Yep, very true. Just saying we as fans should not think so short-sightedly. A team exec/coach has to worry if the team is bad one year they'll be fired. We are able to think on longer time horizons.
You don't amortize it. Like you said, the remaining amortization gets combined with the transfer sale price. It can lead to the first year actually being a net loss on the sale, which is where the "homegrown players are so great for PSR, they're pure profit!" line came about.
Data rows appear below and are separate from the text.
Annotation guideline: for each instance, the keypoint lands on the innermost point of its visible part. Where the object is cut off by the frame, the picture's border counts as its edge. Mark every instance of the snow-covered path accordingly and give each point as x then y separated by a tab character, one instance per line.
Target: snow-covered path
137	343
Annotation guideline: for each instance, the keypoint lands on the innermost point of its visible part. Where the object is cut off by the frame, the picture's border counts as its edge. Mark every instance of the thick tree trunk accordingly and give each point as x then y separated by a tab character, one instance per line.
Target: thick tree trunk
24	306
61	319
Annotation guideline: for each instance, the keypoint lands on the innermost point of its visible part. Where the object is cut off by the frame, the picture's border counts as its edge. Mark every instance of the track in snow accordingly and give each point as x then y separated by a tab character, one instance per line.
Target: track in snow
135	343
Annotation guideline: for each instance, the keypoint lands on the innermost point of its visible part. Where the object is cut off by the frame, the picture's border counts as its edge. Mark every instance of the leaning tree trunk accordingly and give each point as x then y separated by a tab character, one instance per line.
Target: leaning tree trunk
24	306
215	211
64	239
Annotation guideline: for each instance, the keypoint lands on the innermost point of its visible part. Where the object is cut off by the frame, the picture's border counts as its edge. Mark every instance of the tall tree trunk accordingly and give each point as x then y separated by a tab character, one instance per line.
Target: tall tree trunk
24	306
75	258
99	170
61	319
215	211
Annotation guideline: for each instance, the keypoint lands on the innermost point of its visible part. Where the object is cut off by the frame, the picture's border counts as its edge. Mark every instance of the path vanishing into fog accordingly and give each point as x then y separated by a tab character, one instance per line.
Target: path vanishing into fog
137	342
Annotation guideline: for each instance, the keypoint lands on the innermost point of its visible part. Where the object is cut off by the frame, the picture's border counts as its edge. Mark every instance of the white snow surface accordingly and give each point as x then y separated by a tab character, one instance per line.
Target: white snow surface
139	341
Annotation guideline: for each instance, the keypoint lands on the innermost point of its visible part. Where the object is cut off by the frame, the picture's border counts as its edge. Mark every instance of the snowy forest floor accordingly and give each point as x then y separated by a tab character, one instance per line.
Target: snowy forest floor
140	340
My whole point is the remaining amortization is a
sunk cost, it will be incurred by the team no matter what. Look at the two Sancho scenarios:
Keep:
- 24/25 season: £14.4M amortization fee
- 25/26 season: £14.4M amortization fee
- Net cost: £28.8M
Sell:
- 24/25 season: £28.8M pulled forward amortization - £25M sale = £3.8M cost
- 25/26 season: zero
- Net cost: £3.8M
As I've just illustrated, selling Sancho for £25M improves our future profitability by exactly £25M. It's worth exactly the same as selling McTominay for £25M (excluding wages). The only "downside" some might point out is selling Sancho doesn't
immediately (in 2024/2025) improve our finances by £25M. It only frees up £10.6M in year one (excluding wages). But over a two year period it's the exact same as selling a homegrown player.
A sunk cost is an expense that cannot be recovered. We are incurring the £28.8M remaining of amortization on Sancho's fee no matter where we keep/sell/loan him. No one is arguing that the expense hasn't hit the books yet. The point is it will hit the books no matter what we do. So what matters for sale's value to the club is the cash Sancho could net us. From that perspective he's worth exactly as much as a homegrown player. The "homegrown players are worth more in a sale" fallacy would be like a manufacturing business lamenting the depreciation of one of their factories, thinking that because they'd "sell it at a loss" it never makes sense to sell.